Denn der Anspruch darauf ist in dem "Wiener Übereinkommen" von 1967 völkerrechtlich garantiert. Eine Sprecherin bestätigte, dass das Auswärtige Amt eine Verletzung des Abkommens "grundsätzlich rügt und gegenüber den Behörden anspricht."
Schmidt ist offenbar kein Einzelfall
Kein Einzelfall: Wie das Auswärtige Amt nun bestätigte, gelang es zuvor schon dem Generalkonsulat Los Angeles nicht, "trotz intensiver Bemühungen" Kontakt zu einem weiteren Deutschen aufzunehmen, der zwei Wochen in Abschiebehaft festgehalten wurde.
Der Mann aus Sachsen-Anhalt war bei der Einreise von Mexiko nach Kalifornien festgenommen und erst zwei Wochen später nach Deutschland abgeschoben worden. Nach Recherchen des WDR blieben mehrere Anfragen an die Einwanderungsbehörde und den Betreiber der kommerziellen Haftanstalt Otay Meza bei San Diego schlicht unbeantwortet.
Auswärtiges Amt verschärft Reisehinweise
Als Reaktion auf mehrere rechtlich fragwürdige Verhaftungen von Deutschen bei der Einreise in die USA hatte das Auswärtige Amt im März die USA eindringlich zur "Einhaltung von Menschenrechtsstandards" ermahnt und die offiziellen Reisehinweise verschärft.

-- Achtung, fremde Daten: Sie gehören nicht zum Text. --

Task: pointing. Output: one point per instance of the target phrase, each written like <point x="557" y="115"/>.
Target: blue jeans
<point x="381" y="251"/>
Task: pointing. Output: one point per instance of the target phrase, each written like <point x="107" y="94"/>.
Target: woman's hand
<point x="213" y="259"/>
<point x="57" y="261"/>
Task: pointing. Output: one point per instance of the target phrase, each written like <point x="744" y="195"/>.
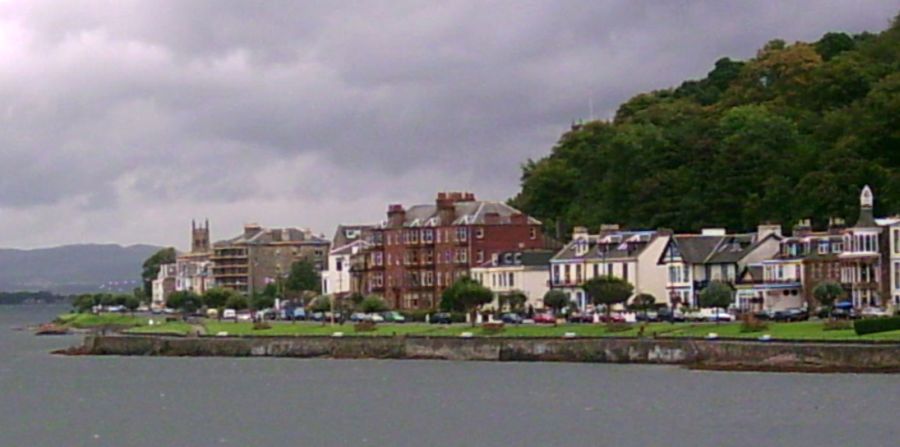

Die US-Botschaft in Berlin wollte sich zu konkreten Fällen nicht äußern und teilte lediglich mit, dass das State Department sich dafür einsetze, dass Inhaftierte nach internationalen Standards behandelt würden. Bei Problemen suche man nach einer schnellen Lösung.
Auf Seiten der Bundesregierung ist man davon offensichtlich noch nicht überzeugt. Die Frage, ob die konsularische Betreuung zukünftig sichergestellt sei, ließ das Auswärtige Amt unbeantwortet.